Besides watching the mighty Wolverine at the Embassy, this weekend Apple and I also rented a couple of DVDs:
Tales of the Black Freighter
Black Freighter is an animation of the comic-within-a-comic from the Watchmen graphic novel. It was created to accompany the live-action film of Watchmen. Having watched the Watchmen film, and been somewhat disappointed, my hopes were not high for this tie-in. And indeed, the animation is a poor incarnation.

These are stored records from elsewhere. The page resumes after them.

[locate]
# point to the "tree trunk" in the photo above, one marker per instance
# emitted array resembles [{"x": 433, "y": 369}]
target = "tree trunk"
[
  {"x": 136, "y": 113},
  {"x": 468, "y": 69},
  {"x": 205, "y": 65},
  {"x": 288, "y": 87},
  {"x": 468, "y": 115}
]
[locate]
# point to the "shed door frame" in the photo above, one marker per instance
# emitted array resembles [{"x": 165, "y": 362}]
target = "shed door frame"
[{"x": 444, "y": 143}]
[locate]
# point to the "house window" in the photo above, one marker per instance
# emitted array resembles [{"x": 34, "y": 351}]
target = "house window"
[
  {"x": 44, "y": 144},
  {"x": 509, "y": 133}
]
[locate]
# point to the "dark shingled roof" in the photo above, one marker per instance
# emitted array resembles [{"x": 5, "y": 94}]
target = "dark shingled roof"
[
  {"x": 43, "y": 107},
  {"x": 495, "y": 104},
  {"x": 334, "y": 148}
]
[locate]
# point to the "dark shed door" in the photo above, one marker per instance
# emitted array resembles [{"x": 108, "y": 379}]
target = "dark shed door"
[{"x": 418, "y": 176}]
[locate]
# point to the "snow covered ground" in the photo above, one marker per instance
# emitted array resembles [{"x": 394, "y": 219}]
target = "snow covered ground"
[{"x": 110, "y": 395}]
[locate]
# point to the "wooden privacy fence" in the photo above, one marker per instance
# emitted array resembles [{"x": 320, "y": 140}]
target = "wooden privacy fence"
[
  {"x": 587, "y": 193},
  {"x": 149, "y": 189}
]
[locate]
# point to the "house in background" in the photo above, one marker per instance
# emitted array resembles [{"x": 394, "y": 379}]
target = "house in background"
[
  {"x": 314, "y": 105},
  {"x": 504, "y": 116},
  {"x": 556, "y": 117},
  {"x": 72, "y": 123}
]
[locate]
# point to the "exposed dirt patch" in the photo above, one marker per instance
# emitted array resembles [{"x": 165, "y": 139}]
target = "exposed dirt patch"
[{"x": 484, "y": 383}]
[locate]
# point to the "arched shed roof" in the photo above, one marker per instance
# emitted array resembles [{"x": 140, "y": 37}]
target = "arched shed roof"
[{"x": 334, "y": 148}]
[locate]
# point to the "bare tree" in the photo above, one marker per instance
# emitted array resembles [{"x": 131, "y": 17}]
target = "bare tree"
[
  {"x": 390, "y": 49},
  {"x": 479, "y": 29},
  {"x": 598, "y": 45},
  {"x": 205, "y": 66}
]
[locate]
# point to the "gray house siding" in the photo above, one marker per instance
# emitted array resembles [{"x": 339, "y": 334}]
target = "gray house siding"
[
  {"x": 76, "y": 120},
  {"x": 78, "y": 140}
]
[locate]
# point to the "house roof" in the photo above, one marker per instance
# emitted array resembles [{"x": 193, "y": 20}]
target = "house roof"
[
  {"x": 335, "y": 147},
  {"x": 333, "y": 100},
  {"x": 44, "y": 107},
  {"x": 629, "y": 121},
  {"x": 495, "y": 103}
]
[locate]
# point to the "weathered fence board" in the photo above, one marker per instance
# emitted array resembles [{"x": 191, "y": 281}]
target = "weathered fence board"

In the original graphic novel, Freighter resonates with Watchmen’s overarching story and characters in complex ways, but is on its own terms a remarkable, meaningful, and terrifying tale. To remove it from this context is a move requiring some delicate handling, but should not be impossible. The animation fails in the end to capture any of the tale’s poetry or terror. It trots the story out without really telling it, and the gruesomeness seems to revolve around itself, diminishing its larger purpose.
Under the Hood
The Freighter DVD also includes Under the Hood, Watchmen’s autobiography-within-a-comic. On screen, the text is translated as a television interview with Hollis Mason and some of his former colleagues. While this was never going to be astonishing in any way, the translation is overall reasonably well done, if campy, and manages to slip in a number of elements and characters from the comic (eg Nostalgia by Veidt).
Burn After Reading
I meant to see this when it was at the movies. Glad I finally got round to it, if on DVD. It’s a very well-crafted and intelligent piece of silliness.
As the Coen brothers themselves describe it, “It’s a film about spies and physical fitness, and what happens when those two worlds collide.”
I think that’s reason enough for you to go and rent it.